The Insured submitted a claim against his Insurer for damage to his motor vehicle arising out of an incident which occurred on the 3rd June 2007. The Insured was travelling on his way home from his place of employment in Johannesburg when he encountered a truck in the middle of the road with no lights. The Insured braked severely in an endeavor to avoid a collision, but was not able to avoid hitting the truck.
The Insurer rejected liability for the Insured’s claim on the grounds that the vehicle was in an unroadworthy condition at the time of the incident. The Insurer stated in its response to the Ombudsman that its investigations into the matter had established that the truck with which the Insured had collided had slowed down as there was another accident ahead of the truck. The Insured had skidded for approximately three vehicle lengths before colliding with the truck and had been unable to bring the vehicle he was driving to a stop. An inspection of the insured vehicle had revealed that the left front tyre was 100% smooth together with flat spots on the surface whilst the right front tyre was 25% smooth on the outside aspect of the tyre.

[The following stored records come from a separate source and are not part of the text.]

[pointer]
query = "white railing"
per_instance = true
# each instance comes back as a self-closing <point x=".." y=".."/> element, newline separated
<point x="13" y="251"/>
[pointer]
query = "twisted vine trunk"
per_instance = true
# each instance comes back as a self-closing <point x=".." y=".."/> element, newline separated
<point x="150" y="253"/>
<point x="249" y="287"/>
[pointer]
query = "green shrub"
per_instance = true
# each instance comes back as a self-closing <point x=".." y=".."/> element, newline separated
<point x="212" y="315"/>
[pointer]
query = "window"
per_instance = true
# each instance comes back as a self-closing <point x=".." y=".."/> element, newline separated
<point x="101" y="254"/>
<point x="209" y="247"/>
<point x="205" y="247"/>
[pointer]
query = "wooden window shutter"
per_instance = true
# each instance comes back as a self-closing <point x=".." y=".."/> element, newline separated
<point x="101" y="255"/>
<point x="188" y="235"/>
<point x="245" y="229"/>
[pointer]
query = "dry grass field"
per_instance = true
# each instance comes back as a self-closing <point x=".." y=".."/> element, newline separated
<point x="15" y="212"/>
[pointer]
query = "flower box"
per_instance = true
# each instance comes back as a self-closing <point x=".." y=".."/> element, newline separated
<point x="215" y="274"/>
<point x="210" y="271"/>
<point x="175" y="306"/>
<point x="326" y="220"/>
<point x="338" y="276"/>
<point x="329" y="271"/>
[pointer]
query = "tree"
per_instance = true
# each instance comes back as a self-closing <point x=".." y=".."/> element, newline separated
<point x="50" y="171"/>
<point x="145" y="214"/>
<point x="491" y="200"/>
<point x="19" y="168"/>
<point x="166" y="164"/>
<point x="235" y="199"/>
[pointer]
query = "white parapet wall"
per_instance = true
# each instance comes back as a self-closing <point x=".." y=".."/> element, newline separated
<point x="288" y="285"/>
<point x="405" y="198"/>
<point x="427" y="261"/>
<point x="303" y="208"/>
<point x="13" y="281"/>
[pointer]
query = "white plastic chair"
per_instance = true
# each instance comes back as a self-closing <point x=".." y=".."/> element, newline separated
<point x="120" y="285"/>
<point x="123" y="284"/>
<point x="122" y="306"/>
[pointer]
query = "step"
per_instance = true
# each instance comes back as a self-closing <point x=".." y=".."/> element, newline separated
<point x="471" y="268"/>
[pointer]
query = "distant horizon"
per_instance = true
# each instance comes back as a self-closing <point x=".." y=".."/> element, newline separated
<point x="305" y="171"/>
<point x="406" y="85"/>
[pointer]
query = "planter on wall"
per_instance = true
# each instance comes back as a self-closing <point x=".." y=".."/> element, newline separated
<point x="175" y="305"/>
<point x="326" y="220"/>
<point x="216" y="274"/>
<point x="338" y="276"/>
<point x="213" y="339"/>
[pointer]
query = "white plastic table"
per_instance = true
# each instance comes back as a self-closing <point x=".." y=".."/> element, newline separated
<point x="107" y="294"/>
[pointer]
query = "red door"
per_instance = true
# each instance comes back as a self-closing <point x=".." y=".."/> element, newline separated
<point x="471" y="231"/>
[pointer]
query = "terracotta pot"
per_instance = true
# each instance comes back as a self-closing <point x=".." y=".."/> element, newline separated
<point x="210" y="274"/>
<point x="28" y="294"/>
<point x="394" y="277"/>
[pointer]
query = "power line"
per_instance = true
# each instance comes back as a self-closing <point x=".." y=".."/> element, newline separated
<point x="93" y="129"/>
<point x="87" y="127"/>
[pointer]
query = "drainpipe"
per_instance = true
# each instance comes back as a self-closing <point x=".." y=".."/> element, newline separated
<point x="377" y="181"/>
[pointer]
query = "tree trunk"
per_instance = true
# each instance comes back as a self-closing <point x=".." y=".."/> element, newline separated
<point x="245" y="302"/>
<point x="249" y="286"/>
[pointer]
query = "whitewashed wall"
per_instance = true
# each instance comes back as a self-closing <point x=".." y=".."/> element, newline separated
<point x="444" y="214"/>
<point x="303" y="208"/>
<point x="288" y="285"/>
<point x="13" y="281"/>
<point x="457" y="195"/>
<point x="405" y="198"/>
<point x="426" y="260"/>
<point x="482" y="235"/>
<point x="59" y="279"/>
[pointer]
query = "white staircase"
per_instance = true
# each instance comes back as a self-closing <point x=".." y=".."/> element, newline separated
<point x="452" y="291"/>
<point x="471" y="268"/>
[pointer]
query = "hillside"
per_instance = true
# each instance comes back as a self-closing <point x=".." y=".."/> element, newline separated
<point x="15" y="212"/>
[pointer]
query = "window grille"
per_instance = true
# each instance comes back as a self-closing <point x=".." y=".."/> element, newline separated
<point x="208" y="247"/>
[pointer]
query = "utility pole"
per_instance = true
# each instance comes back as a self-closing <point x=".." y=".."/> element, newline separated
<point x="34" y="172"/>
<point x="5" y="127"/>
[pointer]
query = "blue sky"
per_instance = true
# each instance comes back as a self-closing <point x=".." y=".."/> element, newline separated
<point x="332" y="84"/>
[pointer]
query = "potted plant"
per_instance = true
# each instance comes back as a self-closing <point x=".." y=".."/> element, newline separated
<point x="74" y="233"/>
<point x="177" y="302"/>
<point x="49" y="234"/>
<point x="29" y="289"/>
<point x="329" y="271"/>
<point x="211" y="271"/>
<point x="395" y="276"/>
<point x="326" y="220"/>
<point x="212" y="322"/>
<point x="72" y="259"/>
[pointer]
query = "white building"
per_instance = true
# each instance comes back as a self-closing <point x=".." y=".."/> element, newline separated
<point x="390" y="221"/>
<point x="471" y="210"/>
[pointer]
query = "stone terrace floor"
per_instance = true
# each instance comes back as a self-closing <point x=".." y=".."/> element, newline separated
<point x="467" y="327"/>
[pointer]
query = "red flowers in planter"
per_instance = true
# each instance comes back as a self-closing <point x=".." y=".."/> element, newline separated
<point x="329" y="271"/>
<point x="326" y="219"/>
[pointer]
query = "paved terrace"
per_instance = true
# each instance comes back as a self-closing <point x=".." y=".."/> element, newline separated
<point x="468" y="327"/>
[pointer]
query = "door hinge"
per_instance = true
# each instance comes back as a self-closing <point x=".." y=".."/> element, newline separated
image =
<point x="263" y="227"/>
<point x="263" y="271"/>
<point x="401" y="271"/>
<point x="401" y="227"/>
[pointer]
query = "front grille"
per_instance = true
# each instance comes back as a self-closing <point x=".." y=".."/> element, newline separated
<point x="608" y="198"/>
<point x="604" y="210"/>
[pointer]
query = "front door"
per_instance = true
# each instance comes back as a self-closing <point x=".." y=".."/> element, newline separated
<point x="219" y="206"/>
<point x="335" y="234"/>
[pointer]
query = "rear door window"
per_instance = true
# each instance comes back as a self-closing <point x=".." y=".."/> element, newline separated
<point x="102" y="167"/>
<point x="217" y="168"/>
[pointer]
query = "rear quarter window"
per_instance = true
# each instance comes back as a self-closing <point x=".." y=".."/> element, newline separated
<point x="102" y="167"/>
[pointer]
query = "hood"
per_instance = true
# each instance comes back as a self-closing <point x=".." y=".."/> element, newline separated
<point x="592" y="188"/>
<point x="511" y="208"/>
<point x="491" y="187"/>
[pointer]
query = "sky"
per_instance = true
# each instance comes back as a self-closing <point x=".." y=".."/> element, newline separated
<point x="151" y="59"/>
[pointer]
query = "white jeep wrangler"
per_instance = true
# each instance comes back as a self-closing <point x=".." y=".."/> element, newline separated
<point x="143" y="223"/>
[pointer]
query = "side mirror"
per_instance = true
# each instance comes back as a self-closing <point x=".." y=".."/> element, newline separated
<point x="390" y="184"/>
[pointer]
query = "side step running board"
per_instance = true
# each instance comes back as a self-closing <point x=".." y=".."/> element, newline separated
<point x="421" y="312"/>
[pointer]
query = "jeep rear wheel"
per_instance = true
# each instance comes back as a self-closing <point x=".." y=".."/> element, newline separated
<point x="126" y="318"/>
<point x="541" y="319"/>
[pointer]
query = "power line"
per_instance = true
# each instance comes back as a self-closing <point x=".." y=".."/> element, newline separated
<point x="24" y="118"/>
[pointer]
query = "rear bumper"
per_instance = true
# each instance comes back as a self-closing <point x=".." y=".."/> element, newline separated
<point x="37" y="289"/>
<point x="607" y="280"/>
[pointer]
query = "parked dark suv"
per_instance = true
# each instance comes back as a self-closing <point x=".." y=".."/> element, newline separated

Based upon photographs supplied by the Insurer of the condition of the tyres and the circumstances in which the accident occurred, the Ombudsman agreed with the Insurer’s contention that the vehicle had not been in a roadworthy condition at the time of the loss and rejected the Insured’s contention that the tyres “got worn off” due to the severe braking he had applied in an endeavor to avoid colliding with the truck. The Ombudsman held that the condition of the tyres on the Insured’s vehicle was clearly material in relation to the loss and that independent tests carried out in the United Kingdom had established that the tread depth on the tyre could considerably influence the distance taken to bring a vehicle to a standstill and could also affect the handling characteristics of a vehicle.
The Insurer’s rejection of the claim was accordingly upheld.